Di Indonesia, ancaman mogok nasional kerap muncul sebagai respons kolektif terhadap kebijakan upah dan kondisi kerja yang dianggap tak adil. Dalam beberapa tahun terakhir, federasi serikat buruh melayangkan ultimatum mogok ketika kenaikan upah minimum dianggap tidak memadai. Dan itu sebuah gambaran konkret bagaimana buruh menggunakan ancaman tindakan kolektif untuk menuntut pengakuan dan perbaikan ekonomi. Ancaman-ancaman ini, selain menekan pemerintah, juga memperlihatkan pergulatan naratif. Siapa yang layak sebut kehidupan layak? Dan berapa harga sebuah roti di meja seorang pekerja?
Di luar angka dan hukum, ada dimensi estetis dan etis dari mogok, yaitu bahasa solidaritas yang tiba-tiba menjadi nyata. Ketika mesin terhenti, ruang-ruang kerja mengubah ritme menjadi dialog. Lagu-lagu, plakat, dan cerita-cerita dari barisan pekerja menjadi arsip gerak yang menuntut didengar jutaan pendengar. Mogok menuntut narasi publik, yakni bukan hanya soal klaim ekonomi, tetapi tentang martabat kolektif yang menolak dijual murah.
Namun senjata apa pun bukan tanpa risiko. Mogok yang tak terkoordinasi dapat melemahkan klaim moral kaum pekerja; kekerasan atau pelanggaran hukum dapat membalik dukungan publik.

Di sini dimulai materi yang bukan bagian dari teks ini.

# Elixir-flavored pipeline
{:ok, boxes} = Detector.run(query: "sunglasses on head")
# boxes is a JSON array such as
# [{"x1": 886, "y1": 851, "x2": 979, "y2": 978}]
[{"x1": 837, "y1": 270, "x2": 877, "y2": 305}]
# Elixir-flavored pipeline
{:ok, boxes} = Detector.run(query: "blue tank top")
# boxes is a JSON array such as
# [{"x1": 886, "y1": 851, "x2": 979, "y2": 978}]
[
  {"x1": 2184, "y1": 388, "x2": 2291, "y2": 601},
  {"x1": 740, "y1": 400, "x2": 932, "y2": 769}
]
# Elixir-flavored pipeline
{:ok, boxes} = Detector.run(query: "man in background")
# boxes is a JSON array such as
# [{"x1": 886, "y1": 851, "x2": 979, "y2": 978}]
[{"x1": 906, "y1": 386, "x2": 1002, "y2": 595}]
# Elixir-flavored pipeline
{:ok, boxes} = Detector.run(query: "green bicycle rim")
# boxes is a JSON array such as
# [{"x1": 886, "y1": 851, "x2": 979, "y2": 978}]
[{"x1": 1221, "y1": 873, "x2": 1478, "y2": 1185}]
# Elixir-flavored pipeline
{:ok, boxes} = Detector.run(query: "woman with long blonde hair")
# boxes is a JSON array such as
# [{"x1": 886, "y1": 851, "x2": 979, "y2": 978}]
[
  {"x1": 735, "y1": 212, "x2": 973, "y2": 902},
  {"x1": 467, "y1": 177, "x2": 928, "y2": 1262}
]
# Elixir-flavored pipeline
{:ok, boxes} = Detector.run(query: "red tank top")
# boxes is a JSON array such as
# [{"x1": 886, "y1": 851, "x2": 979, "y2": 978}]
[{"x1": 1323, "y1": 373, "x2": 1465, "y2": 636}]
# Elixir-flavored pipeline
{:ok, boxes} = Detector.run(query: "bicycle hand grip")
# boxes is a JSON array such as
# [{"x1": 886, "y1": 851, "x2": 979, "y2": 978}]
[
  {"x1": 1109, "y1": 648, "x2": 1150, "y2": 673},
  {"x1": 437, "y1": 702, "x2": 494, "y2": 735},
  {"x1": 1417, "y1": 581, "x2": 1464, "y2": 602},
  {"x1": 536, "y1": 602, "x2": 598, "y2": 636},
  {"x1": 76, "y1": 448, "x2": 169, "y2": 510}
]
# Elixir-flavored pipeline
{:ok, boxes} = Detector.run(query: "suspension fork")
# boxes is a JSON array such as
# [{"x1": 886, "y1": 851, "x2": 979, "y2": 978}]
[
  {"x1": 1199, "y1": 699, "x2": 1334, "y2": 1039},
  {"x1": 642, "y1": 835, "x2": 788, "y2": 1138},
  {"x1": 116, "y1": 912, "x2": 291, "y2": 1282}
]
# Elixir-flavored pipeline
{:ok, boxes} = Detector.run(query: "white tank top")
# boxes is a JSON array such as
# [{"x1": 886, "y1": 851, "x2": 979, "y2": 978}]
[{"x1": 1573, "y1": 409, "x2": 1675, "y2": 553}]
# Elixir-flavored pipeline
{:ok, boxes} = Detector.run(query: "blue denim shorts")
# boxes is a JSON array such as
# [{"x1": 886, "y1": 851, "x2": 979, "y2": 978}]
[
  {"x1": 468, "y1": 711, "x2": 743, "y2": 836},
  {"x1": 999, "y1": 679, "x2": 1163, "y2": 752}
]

Lebih lanjut, ketegasan tanpa strategi dapat menghancurkan pemogokan itu sendiri. Maka strategi mogok yang bijak mengkombinasikan organisasi internal yang kuat, komunikasi publik yang jernih, dan peta tekanan yang realistis terhadap rantai produksi dan konsumen.
Singkatnya, ketika jeda mengubah arah mogok itu adalah seni menahan napas bersama demi menarik napas baru. Ia adalah senjata yang terbentuk bukan dari kebencian, melainkan dari kebutuhan untuk mengatur ulang tentang sebuah ketidakseimbangan.
Sebagai senjata rakyat pekerja, mogok mengingatkan bahwa kekuatan paling mendasar bukan semata alat produksi, melainkan realita solidaritas yang menghidupinya. Ketika para pekerja berbaris mundur dari mesin, mereka tidak menyerah pada hampa. Namun, mereka menulis ulang syarat permainan.